Fietsen voor de geest
Steve Jobs refereert naar dit artikel van S.S. Wilson waarin staat dat een mens op een fiets energie-efficiënter is dan een mens in een auto of in een vliegtuig. Nader onderzoek wees uit dat er natuurlijk diersoorten zijn die zich efficiënter voortbewegen dan een mens op een fiets. Toch veranderde het wijdverbreide gebruik van de fiets aan het eind van de 19e eeuw en het begin van de 20e eeuw de manier waarop mensen dachten over ruimte en tijd. De mogelijkheid om in een paar uur grote afstanden af te leggen maakte een einde aan het isolement van veel afgelegen plattelandsgebieden. Je snel kunnen verplaatsen over korte afstanden versnelde belangrijke en elementaire processen zoals postbezorging.

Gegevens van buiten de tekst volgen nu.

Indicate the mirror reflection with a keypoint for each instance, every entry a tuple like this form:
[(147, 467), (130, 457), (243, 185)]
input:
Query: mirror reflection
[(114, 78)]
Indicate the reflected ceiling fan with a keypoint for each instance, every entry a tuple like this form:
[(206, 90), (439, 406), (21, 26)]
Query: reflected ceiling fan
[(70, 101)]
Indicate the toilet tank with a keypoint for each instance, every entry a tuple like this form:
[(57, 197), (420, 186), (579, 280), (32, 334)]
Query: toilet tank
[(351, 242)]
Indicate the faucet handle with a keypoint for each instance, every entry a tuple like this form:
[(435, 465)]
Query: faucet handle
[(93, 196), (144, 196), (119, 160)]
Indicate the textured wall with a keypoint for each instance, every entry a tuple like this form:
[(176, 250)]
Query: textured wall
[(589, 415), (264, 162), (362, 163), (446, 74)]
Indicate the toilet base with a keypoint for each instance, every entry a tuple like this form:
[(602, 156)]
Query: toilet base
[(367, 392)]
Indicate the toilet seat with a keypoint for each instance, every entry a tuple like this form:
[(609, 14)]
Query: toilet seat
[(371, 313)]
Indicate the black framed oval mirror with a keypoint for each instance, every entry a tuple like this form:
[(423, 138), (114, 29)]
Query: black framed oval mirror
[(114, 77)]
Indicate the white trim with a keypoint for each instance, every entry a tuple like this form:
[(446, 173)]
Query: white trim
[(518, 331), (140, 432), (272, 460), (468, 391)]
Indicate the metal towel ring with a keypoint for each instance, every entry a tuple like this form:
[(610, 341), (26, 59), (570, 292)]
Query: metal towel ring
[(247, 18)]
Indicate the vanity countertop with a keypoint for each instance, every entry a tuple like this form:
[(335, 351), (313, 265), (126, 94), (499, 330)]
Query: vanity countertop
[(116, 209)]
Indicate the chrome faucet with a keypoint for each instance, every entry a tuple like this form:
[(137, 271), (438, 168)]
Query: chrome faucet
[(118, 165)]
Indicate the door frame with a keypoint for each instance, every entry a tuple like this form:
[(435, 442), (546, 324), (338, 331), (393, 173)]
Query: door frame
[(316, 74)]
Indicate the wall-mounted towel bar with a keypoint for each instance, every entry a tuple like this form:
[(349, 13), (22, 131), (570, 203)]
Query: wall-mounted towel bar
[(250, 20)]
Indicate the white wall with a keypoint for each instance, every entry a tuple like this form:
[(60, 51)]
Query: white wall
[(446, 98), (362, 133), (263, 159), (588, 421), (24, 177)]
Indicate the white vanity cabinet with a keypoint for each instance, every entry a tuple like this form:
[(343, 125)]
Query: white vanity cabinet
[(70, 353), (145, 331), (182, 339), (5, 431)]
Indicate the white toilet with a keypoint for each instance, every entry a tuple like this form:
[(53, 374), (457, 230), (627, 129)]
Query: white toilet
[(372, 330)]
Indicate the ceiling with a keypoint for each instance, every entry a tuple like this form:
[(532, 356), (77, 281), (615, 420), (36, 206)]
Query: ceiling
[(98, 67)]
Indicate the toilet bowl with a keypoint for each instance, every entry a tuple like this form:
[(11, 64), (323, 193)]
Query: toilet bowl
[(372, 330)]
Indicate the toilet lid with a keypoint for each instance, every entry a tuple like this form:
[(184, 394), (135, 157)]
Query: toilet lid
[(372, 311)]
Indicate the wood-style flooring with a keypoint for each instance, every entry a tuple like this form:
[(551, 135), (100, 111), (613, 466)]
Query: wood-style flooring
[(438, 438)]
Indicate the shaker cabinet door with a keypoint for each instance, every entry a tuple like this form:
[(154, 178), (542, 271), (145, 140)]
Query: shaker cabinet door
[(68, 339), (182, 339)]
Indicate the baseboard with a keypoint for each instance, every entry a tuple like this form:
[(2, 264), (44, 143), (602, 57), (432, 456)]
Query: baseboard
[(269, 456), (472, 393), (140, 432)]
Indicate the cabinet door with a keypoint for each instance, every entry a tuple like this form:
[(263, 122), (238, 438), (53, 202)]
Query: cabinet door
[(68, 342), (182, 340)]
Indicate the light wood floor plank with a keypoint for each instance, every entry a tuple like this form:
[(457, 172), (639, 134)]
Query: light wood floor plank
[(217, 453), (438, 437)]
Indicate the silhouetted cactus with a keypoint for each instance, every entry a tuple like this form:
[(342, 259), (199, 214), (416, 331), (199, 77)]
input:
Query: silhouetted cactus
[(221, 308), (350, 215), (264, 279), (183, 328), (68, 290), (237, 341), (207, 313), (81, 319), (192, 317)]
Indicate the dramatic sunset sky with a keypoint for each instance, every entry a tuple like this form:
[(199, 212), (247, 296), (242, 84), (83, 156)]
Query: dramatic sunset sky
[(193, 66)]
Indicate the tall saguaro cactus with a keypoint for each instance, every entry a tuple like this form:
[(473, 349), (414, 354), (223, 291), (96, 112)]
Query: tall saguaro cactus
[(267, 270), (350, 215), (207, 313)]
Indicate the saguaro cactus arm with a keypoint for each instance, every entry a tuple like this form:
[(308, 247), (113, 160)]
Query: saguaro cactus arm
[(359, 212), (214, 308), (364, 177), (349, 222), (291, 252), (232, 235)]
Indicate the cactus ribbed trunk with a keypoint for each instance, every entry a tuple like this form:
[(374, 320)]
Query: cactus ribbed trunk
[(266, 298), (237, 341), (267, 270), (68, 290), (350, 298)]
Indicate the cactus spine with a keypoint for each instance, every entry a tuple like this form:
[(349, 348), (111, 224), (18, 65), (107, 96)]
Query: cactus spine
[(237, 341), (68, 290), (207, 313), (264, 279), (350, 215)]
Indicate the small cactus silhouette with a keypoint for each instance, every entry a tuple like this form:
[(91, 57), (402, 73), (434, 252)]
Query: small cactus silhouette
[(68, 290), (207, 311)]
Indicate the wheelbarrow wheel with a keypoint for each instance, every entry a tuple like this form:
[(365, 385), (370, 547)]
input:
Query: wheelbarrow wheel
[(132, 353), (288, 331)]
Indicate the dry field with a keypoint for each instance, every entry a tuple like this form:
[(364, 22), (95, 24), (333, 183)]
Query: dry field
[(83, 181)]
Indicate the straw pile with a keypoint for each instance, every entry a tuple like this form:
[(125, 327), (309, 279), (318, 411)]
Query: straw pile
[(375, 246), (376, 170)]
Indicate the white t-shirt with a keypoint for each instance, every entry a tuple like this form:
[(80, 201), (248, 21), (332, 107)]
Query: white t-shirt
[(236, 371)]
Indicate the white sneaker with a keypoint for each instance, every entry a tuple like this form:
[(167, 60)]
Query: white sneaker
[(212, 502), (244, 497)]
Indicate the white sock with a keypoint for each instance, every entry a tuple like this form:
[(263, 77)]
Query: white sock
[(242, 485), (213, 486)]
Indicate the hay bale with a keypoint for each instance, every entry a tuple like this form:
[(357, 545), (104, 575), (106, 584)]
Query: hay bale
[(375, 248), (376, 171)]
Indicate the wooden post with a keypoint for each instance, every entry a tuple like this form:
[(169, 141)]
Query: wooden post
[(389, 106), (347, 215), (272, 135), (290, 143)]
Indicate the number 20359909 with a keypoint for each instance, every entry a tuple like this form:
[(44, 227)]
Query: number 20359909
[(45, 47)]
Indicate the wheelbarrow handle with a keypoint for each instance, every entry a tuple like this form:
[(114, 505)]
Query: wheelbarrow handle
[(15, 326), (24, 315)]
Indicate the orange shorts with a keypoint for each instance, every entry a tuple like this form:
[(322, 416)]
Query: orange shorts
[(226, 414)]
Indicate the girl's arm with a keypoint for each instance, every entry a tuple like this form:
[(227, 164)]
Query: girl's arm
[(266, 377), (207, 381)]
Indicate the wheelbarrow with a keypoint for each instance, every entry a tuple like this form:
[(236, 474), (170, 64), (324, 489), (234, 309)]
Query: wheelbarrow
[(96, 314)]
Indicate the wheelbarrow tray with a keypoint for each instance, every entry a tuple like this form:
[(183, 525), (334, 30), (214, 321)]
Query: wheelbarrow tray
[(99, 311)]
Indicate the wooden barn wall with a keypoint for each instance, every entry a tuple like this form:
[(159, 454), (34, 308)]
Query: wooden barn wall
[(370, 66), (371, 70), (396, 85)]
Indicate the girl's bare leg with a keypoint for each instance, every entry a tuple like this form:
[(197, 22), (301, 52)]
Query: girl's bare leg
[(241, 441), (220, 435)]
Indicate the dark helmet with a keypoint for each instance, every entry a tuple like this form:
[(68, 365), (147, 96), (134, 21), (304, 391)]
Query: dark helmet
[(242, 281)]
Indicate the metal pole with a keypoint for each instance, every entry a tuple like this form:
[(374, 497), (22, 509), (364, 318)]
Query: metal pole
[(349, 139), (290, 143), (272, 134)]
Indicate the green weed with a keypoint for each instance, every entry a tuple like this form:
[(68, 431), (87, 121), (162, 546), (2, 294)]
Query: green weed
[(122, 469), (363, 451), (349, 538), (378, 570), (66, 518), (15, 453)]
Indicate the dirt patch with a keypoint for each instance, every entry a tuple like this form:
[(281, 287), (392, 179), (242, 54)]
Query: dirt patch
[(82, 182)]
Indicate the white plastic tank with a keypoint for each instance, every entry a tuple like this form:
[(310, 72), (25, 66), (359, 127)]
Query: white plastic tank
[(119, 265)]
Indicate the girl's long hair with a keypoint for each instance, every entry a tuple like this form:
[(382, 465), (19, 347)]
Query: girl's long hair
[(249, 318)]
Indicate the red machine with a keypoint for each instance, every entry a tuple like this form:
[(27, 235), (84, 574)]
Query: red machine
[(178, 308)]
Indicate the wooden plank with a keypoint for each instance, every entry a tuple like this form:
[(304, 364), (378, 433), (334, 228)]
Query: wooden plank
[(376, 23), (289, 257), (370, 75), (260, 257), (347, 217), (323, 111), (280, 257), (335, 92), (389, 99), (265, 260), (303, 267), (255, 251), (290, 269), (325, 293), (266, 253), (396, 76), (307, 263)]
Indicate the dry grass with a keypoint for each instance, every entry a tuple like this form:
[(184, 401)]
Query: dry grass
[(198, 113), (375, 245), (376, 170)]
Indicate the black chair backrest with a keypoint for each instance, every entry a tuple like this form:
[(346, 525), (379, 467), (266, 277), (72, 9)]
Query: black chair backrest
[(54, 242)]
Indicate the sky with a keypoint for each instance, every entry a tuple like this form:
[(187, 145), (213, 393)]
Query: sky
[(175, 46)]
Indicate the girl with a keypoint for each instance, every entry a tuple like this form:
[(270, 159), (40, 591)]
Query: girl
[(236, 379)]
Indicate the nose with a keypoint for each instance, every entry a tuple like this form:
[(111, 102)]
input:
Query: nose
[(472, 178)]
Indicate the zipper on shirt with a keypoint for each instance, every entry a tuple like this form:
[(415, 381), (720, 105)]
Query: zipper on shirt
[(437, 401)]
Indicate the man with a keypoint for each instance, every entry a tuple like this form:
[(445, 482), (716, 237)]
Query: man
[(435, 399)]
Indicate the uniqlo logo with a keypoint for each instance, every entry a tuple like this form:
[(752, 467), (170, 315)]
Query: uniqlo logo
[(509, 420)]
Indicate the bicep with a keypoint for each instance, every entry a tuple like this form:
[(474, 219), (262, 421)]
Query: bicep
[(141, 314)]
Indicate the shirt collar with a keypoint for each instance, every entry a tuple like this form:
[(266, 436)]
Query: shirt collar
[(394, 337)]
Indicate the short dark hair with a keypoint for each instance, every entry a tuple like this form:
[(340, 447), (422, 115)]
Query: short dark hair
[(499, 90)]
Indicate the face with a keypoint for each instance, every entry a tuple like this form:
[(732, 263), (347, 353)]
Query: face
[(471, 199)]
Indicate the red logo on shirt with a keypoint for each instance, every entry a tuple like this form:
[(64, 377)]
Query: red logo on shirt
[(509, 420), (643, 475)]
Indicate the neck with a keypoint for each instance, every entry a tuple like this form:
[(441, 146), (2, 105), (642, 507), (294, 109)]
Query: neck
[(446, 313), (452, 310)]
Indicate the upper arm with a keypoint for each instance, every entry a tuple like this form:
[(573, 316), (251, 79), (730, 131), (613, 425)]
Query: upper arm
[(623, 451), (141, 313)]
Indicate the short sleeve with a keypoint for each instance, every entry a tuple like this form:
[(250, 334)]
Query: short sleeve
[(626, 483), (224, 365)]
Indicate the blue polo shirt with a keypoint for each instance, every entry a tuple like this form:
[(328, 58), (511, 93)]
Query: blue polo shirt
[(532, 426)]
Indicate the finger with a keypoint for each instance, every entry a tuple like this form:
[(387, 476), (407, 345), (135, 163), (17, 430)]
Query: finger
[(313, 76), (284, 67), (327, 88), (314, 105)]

Wij hebben deze veranderingen omarmd en zijn zelfs nog meer gaan fietsen. We kunnen zelfs virtueel fietsen, maar wat zou het betekenen om onze fiets te verliezen? De film “The Bicycle Thief” geeft je een idee. Om terug te komen op Jobs’ voorbeeld: we beseffen pas wat technologie betekent als de batterij van onze mobiele telefoon leeg is of als mijn laptop het begeeft terwijl ik dit schrijf.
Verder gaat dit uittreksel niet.